Now as they led Him away, they laid hold of a certain man, Simon a Cyrenian, who was coming from the country, and on him they laid the cross that he might bear it after Jesus. (Luke 23:26)
I once heard someone exclaim on hearing this verse how ‘unfair’ that was. Why should a complete stranger be yanked from the crowd to help carry a cross that wasn’t his? The irony, of course, was that they missed the point – it was as unfair to lay the cross on Christ. In fact, it was even more so because He alone was blameless among men. But another anomaly emerges when we think about this. Why did a complete stranger share the cross? I believe that the moments preceding and following the crucifixion through to the resurrection contain poignant moments of privileged intimacy between the King of Heaven and simple, ordinary people.
Who was there to share the cross?
The most obvious answer is that the disciples were not. Aside from John who was present with the woman at the crucifixion, the other disciples were in hiding. Those we would logically imagine would share the cross are conspicuous by their absence. This, sadly, is a reality all of us must face at some point—both in our Christian or secular lives. There are those whom we love and who may truly love us who will abandon us in our moment of need. The reasons may be justifiable and understandable. But the truth remains that sometimes, there will be no trusted companion to share our walk to the cross in the footsteps of Christ.

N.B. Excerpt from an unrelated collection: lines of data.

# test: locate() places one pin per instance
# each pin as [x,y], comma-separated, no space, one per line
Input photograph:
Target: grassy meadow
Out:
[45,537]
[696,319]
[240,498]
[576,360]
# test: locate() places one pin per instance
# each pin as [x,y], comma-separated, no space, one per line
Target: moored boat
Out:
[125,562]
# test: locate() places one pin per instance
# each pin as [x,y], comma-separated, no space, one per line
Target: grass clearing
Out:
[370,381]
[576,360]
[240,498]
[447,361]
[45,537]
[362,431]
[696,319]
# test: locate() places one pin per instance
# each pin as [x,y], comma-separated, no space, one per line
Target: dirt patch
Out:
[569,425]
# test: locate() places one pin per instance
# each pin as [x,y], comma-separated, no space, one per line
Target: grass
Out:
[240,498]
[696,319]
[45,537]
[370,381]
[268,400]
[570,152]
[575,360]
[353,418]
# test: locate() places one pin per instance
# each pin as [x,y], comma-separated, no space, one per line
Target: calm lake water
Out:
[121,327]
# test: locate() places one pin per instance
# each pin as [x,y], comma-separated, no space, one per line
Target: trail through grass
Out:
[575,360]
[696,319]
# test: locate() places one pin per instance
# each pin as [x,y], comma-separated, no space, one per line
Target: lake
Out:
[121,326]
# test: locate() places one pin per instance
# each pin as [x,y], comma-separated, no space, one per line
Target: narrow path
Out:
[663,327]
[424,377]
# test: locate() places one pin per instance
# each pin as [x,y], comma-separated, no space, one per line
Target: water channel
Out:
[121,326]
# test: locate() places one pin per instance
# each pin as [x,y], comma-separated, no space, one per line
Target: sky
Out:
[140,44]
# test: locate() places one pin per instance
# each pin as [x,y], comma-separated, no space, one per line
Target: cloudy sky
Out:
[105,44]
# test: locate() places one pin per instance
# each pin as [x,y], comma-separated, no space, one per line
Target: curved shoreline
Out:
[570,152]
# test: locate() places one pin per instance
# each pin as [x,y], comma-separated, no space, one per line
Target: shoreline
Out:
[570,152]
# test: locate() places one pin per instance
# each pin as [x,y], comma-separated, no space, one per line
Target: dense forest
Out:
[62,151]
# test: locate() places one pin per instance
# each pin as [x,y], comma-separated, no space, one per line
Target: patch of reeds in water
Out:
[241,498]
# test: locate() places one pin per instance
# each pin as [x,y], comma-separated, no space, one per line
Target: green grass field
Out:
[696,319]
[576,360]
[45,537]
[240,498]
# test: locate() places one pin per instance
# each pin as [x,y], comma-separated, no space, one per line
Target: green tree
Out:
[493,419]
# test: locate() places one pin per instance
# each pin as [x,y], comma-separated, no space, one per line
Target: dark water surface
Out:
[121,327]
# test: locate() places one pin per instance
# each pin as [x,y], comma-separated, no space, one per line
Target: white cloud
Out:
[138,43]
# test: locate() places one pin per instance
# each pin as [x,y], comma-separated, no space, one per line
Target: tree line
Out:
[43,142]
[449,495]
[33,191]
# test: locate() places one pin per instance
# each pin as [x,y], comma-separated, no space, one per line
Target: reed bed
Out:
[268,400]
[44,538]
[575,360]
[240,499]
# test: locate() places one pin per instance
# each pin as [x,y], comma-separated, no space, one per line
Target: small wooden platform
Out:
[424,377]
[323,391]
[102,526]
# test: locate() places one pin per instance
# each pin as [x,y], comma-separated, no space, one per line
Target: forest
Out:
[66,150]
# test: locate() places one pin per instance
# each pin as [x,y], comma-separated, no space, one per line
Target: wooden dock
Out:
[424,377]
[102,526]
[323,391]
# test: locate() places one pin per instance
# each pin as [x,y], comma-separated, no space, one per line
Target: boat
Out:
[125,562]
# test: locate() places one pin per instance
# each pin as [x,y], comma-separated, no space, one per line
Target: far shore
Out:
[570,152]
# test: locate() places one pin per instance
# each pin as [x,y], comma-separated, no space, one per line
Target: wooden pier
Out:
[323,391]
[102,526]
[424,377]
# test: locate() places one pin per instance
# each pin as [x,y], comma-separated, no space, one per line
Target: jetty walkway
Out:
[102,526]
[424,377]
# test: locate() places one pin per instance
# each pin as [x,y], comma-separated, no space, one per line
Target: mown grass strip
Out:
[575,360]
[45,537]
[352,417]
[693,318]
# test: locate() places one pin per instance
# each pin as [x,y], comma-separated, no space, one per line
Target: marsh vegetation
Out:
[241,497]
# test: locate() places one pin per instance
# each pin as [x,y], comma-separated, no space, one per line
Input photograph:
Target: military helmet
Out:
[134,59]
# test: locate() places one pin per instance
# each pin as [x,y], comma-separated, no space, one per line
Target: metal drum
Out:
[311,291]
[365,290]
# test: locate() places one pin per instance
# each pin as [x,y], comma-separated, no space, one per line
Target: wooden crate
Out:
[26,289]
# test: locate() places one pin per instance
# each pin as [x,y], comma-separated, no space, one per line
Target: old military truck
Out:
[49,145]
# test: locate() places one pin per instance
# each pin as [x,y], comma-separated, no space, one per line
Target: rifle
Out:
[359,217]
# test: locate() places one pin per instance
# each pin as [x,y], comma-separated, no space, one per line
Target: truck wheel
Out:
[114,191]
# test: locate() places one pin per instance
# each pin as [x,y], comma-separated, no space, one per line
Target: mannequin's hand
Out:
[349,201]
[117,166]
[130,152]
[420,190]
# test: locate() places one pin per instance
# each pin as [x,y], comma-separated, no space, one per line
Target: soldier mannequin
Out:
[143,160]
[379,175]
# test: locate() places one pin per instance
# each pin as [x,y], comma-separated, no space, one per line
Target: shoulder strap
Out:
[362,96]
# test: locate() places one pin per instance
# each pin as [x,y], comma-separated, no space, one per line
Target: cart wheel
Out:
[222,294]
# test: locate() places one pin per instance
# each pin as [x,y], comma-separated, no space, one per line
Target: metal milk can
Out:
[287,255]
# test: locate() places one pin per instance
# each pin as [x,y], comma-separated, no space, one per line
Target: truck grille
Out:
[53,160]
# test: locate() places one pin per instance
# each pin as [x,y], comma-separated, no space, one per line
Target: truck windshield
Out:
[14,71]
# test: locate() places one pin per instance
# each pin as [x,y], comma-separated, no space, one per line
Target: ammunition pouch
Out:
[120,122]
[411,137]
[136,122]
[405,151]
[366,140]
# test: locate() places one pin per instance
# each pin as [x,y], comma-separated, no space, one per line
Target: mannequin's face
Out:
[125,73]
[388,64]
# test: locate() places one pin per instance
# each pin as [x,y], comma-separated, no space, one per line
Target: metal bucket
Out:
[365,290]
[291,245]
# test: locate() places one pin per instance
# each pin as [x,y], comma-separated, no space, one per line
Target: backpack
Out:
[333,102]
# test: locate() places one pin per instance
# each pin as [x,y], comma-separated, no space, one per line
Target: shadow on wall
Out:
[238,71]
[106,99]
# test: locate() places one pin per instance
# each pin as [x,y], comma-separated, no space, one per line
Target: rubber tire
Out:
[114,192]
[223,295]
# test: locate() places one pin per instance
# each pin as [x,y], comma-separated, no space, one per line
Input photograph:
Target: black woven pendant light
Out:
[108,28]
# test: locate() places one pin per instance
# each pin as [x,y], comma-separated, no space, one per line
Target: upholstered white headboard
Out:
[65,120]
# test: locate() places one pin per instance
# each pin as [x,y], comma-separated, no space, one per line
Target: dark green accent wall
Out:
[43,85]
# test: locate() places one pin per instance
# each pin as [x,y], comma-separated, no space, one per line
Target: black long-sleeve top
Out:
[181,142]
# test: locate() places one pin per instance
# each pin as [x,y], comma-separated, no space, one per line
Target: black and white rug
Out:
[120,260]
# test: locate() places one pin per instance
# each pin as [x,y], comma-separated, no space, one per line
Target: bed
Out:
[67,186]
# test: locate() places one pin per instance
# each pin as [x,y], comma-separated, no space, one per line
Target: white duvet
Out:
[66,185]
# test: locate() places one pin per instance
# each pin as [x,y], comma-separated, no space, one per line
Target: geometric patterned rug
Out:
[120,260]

The ’flip side’ of this is that God does provide someone who will consciously or unconsciously step forward. In this case, Simon was compelled and had little choice in the matter. But often, we struggle with our burdens and choices alone when God has people in place to help us carry. We miss these because we expect help to come from different sources. Our expectations may blind us to the provision God has made. We learn from Christ. Even as the Son of God, He did not scorn the help of one to share the cross. It’s true that perhaps He couldn’t by that point, but it’s unlikely that God would have placed a man to aid Him if that was not part of the plan. The crucifixion was never under Satan’s control. The cross was God’s perfect plan. Everything surrounding it, then, was also.
To share the cross is transforming.
I believe that this was, for Simon of Cyrene, a moment of absolute transformation. He emerged from the experience an utterly changed man. But it wasn’t because of miracles or signs and wonders. It wasn’t seeing the multitude fed or hearing the beatitudes from a place at Christ’s feet. His life was impacted by being in the right place at the right time to share the cross of a condemned man. Of course, he didn’t share the actual crucifixion. All he did was help carry and this in no way implies that he assumed Christ’s divinely-appointed burden for sin. Jesus went to the cross alone, and carried the sin of the world with Him. But the lesson, of course, is that we should be willing to give and receive help at those raw and messy times in every life.
Ordinary Simon shows us that to share the cross is the burden of every believer. We follow after Christ so others see the cross and its power to salvation and new life. But it also means the laying down of self – carrying our own personal cross so that we might crucify the old man. Choices can be easily made, but sometimes, we need help to carry the burdens. When it may seem that our friends have deserted us in these moments, we can be sure that somewhere, God has raised up a Simon for us. They cannot do it for us, but at the very least, the love of Christ in them means we are not alone.
Thank You, Lord, for Your perfect and ‘unfair’ sacrifice. We honour You today for Your selfless, sacrificial love and rejoice for Your resurrection and the new life You bring to those who believe.